Hubert Theriault sitting in a cafe in front of a mirror and wearing a black turtleneck
Student

Dance (MFA)

Hubert Thériault is a French-Canadian performer, physical actor, puppeteer, choreographer and movement researcher. Thériault’s interests revolve around mythologies, strategies of storytelling, anticolonialism, trans-temporalities and somatics of social justice. Through his practices, Thériault attempts at creating spaces of representation and of dissolution where colonial narratives are confronted to the alternative perspectives.

For the moment, Thériault focuses on the historical specificities of Quebec’s white Catholic Francophone population and their (his) responsibilities in the colonization of Eastern Canada. 

Thériault believes in dance as a vehicle for sense-making and community building. He is also interested in the ways movement traverses times and generations and societies. He believes that while living in the entanglements of histories’ threads, knitting sweaters is a sustainable practice of reconciliation and of community building. 

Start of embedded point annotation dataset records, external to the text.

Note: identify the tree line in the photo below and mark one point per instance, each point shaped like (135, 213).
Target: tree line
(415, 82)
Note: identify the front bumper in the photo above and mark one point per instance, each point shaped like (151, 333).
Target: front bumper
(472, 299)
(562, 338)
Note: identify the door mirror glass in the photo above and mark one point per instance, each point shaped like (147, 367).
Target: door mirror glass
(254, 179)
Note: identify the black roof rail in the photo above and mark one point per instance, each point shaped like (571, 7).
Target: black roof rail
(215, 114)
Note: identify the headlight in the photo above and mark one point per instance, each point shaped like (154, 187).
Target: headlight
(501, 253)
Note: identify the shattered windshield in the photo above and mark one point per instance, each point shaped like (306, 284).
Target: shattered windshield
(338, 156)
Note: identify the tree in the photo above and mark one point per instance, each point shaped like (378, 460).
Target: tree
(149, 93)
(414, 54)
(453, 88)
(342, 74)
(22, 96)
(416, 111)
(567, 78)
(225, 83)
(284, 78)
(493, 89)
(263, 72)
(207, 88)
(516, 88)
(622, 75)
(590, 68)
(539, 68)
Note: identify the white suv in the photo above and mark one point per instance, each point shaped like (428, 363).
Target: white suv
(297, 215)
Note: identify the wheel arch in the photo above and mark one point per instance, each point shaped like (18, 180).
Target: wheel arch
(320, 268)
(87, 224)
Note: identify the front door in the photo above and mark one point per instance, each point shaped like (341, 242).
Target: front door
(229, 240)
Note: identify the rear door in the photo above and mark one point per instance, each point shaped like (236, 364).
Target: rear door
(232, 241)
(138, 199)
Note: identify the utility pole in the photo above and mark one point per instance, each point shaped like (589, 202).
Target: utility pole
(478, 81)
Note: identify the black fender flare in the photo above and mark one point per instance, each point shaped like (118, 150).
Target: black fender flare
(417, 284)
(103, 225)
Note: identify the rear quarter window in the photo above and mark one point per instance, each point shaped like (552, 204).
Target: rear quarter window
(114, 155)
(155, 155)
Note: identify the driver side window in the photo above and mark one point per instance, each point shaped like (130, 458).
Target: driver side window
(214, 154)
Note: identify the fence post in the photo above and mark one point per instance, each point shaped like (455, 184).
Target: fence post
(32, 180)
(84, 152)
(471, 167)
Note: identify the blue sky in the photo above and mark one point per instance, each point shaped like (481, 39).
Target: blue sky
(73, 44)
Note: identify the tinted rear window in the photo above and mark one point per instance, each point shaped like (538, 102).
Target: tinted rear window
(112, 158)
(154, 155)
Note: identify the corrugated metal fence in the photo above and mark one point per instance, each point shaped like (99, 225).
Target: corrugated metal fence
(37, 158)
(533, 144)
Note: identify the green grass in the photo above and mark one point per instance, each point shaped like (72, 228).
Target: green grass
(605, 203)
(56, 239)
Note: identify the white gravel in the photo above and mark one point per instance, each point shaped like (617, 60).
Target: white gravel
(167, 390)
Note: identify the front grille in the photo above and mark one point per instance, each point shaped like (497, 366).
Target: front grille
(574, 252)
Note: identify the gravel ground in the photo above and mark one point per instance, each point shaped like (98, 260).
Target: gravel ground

Thériault has completed a BFA in Contemporary Dance at Concordia University, Montreal (2022), and took part in danceWeb’s 2022 program. He has created and directed the shadow puppetry piece “CROISÉ,” which was presented at Montreal Fringe Festival (2018), and is the choreographer and co-creator of two dance-videos: “Before the Collapse” (2019) and “If Dreams Were to Die” (2020). Thériault works as a physical actor with Sébastien Cliche and appears in his video installation called “Le Ruban” (2016). He was awarded the J/Desmarais ICB Performance Arts Award (2020). Thériault takes great pleasure in practicing movement, and he believes that the thinking of movement can allow a different way to move toward each other, together.